SUIS-JE UN SALAUD OU JUSTE UN PATRIOTE, en disant craindre la fin de la coexistence pacifique dans cette région singulière qu’est Tillabéri qui abrite depuis des siècles 6 des 8 communautés ethniques que compte le Niger d’aujourd’hui, voire sa disparition programmée ?

Le Niger est UN et doit le rester en droit et en fait, mais sur la situation d’abandon sécuritaire dans la région de Tillabéri-là, faut-il se taire, s’exprimer ou s’en foutre ?

Je suis évidemment conscient que, dans le contexte nigérien, prendre parti sur cette tragédie, cette récurrence de l’effroi, lorsque vous êtes ressortissant de la région, ce n’est pas sans risque bien sûr, parce que, même en étant quelqu’un de bien, à un moment ou un autre, vous allez souffrir d’un conflit de valeurs.

Mais, se taire, c’est laisser la tragédie se perpétuer à des générations entières.

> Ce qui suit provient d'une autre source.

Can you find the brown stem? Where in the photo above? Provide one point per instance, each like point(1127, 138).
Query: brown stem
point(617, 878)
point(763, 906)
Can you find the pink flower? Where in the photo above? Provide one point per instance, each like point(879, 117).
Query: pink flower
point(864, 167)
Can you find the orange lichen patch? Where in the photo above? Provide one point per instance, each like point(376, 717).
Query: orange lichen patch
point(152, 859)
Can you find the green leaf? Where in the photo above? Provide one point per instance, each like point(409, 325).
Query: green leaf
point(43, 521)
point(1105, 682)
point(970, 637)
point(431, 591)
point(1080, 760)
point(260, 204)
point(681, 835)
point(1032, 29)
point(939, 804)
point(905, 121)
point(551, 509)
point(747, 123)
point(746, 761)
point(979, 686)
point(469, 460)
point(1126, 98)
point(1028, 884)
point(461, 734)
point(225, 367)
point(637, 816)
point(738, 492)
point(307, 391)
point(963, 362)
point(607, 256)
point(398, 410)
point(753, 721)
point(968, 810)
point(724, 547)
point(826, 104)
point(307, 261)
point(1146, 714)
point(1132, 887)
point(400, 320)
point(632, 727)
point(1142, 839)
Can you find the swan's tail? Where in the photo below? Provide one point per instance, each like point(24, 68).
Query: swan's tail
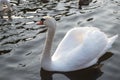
point(111, 41)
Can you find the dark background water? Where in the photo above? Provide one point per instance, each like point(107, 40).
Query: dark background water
point(22, 41)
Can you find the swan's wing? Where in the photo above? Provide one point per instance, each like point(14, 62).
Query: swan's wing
point(80, 47)
point(72, 39)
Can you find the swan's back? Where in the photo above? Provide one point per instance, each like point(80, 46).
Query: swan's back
point(80, 48)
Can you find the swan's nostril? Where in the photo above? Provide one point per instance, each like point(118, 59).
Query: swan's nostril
point(40, 23)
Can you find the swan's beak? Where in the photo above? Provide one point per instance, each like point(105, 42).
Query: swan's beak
point(39, 23)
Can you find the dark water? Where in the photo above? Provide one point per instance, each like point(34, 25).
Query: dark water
point(22, 41)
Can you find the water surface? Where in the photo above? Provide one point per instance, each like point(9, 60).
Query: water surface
point(22, 41)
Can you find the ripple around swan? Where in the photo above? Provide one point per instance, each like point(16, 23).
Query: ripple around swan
point(22, 41)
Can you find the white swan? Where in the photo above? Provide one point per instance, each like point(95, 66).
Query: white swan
point(80, 48)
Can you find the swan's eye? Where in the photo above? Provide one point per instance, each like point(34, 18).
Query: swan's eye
point(42, 19)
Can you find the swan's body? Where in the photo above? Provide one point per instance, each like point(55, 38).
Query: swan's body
point(80, 48)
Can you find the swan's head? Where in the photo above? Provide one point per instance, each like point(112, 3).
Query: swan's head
point(47, 21)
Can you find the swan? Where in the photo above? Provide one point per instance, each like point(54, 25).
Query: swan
point(80, 48)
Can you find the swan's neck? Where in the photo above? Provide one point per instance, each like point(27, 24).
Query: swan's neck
point(46, 57)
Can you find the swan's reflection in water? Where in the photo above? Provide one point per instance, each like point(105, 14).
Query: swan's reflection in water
point(91, 73)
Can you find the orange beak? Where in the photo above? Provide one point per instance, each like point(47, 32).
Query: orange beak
point(40, 23)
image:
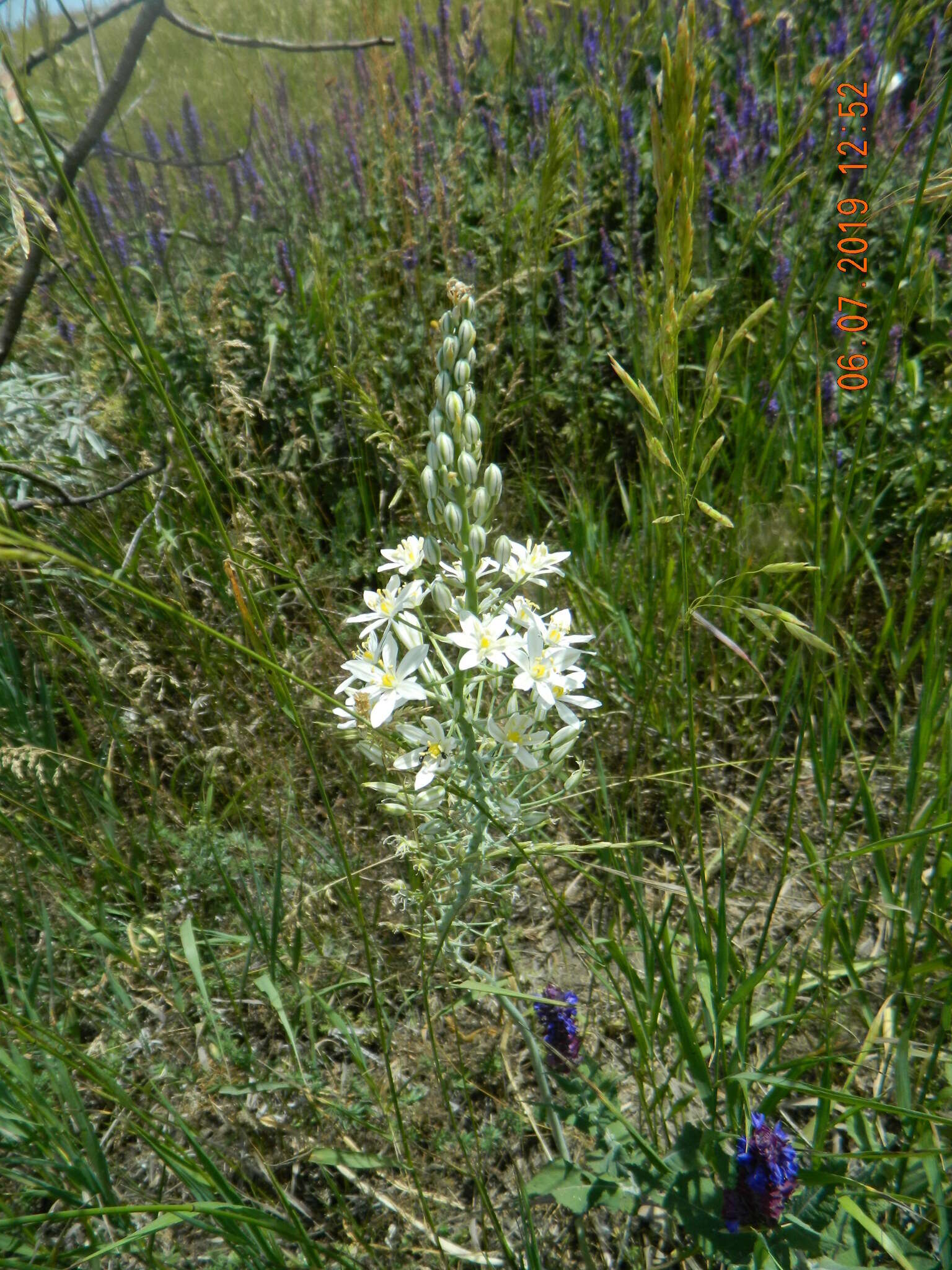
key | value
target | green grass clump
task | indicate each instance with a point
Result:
(223, 1042)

Ne pas agir, c’est en être complice !

Je choisis donc, malgré moi, de prendre, aujourd’hui, le risque d’alerter et m’exposer sur ce sujet.

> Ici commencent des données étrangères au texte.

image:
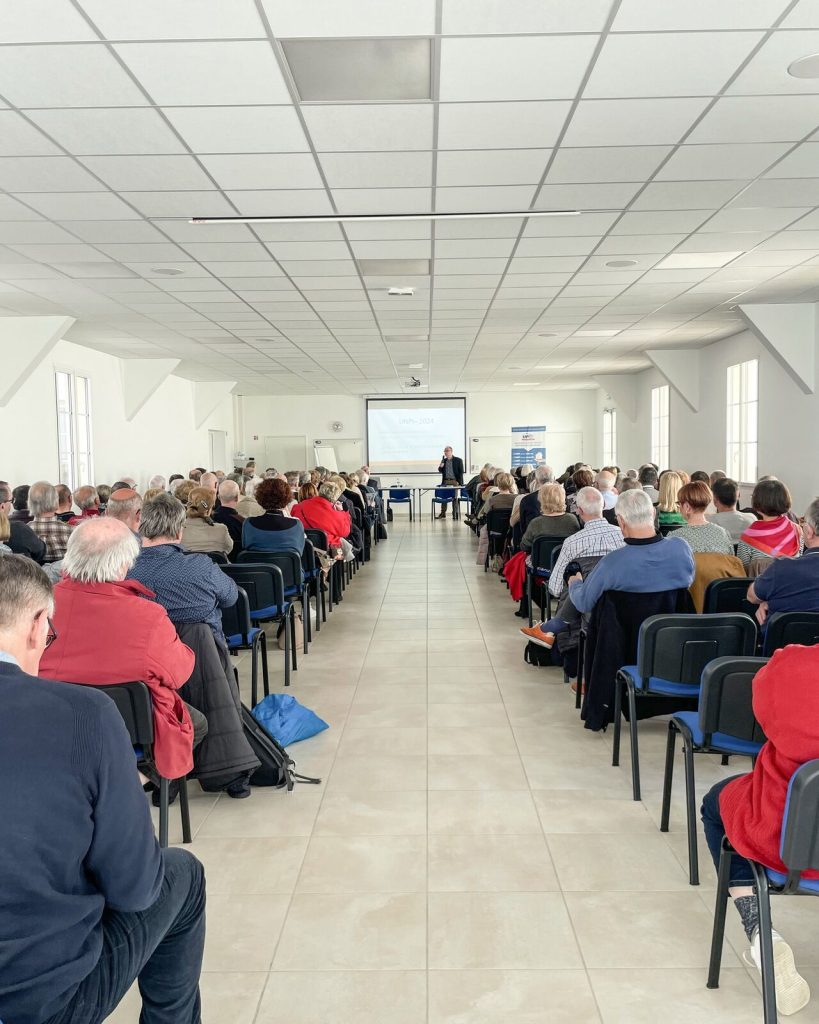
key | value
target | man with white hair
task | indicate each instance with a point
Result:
(647, 562)
(90, 903)
(595, 540)
(43, 503)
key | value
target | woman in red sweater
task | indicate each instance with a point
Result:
(748, 808)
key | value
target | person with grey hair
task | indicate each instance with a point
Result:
(791, 584)
(90, 902)
(43, 503)
(647, 563)
(189, 587)
(596, 540)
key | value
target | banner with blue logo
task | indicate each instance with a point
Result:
(528, 445)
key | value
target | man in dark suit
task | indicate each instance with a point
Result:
(451, 470)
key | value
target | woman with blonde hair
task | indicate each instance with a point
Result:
(200, 531)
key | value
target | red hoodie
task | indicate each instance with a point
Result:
(786, 706)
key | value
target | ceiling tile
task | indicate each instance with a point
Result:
(674, 65)
(513, 67)
(201, 74)
(72, 75)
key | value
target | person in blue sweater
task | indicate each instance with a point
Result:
(88, 900)
(647, 563)
(274, 530)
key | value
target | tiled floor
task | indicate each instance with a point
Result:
(471, 857)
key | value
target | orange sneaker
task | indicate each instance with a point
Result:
(536, 635)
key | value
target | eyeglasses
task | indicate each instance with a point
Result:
(51, 635)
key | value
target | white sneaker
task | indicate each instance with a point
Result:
(792, 991)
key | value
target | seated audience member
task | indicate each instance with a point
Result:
(773, 535)
(20, 540)
(87, 501)
(112, 631)
(596, 539)
(325, 512)
(201, 532)
(125, 505)
(748, 808)
(66, 506)
(702, 537)
(226, 514)
(791, 584)
(247, 505)
(19, 502)
(273, 530)
(647, 562)
(649, 481)
(43, 503)
(82, 871)
(669, 513)
(726, 496)
(189, 587)
(554, 520)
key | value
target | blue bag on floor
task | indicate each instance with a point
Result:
(287, 720)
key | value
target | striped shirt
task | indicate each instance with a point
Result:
(597, 538)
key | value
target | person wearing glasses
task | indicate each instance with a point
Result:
(89, 902)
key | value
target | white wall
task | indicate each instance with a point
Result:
(161, 438)
(787, 420)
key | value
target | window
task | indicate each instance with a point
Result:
(609, 437)
(742, 406)
(659, 426)
(74, 428)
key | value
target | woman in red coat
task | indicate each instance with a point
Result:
(321, 512)
(748, 808)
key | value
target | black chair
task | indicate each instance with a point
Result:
(544, 555)
(728, 595)
(264, 586)
(243, 635)
(724, 724)
(672, 652)
(799, 852)
(498, 529)
(134, 705)
(784, 628)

Factuellement, je pensais connaître la cruelle situation de la région, mais en allant faire campagne pour mon parti au titre des législatives partielles dans la Diaspora, j’ai été frappé, effrayé par le spectacle glaçant, souvent dans de modestes villages étrangers, de tous ces visages sympathiques de compatriotes qui ont émigré vers la côte ouest-africaine et qui sont venus à notre rencontre. Il suffit de leur demander d’où ils viennent : la réponse est simple ; ils viennent presque tous de Anzourou, Balleyara, Banibangou, Damana, Dargol, Dessa, Filingué, Gorouol, Gothèye, Karma, Mehana, Namaro, Sakoira, Tera, Zarmaganda… On a l’impression que des villages nigériens entiers ont été simplement essorés de tous leurs hommes valides qu’on a réinstallé dans un village béninois, ghanéen, ivoirien ou togolais pour laisser femmes et enfants au pays. Et ils sont essentiellement des gaillards, autant d’hommes actifs qui manqueront donc à la production dans leurs villages au Niger. Par dépit, beaucoup ne veulent même plus entendre parler de retour au pays, et je crains que nous n’en ayons naturellement perdu au moins le tiers, définitivement. Ils ne sont probablement pas dans les registres statistiques de réfugiés du HCR ou des pays d’accueil ni même du NIGER, mais, pour moi, ils sont sans aucun doute des réfugiés de la situation sécuritaire qui affecte malheureusement sur l’économie de la région de Tillabéri.

La sécurité, c’est le premier devoir de l’État. Malheureusement, sur ce plan, la région de Tillabéri semble devenue terra nullius pour longtemps.

Les populations, leurs chefs, leurs leaders religieux, sont chassés de leurs terroirs séculaires, dépouillés de leurs biens ou tués. De nombreuses écoles restent fermées depuis des années. Des groupes armés non étatiques prélèvent l’impôt. Des récoltes brulées ou confisquées. Des leaders régionaux emprisonnés pour un oui ou un rien. Des bases militaires étrangères installées illégalement quand et où elles veulent. Et, depuis un moment, c'est une radio étrangère s’y installe et émet dans des langues que la majorité des autochtones ne comprennent pas. Que d’exactions, de frustrations, d’humiliations, de souffrances exprimées ou pudiquement tues… ! Mais jusqu’où ira-t-on dans l’anéantissement de cette région ?

Tout se passe comme si on poussait la population à la révolte ou aux conflits communautaires.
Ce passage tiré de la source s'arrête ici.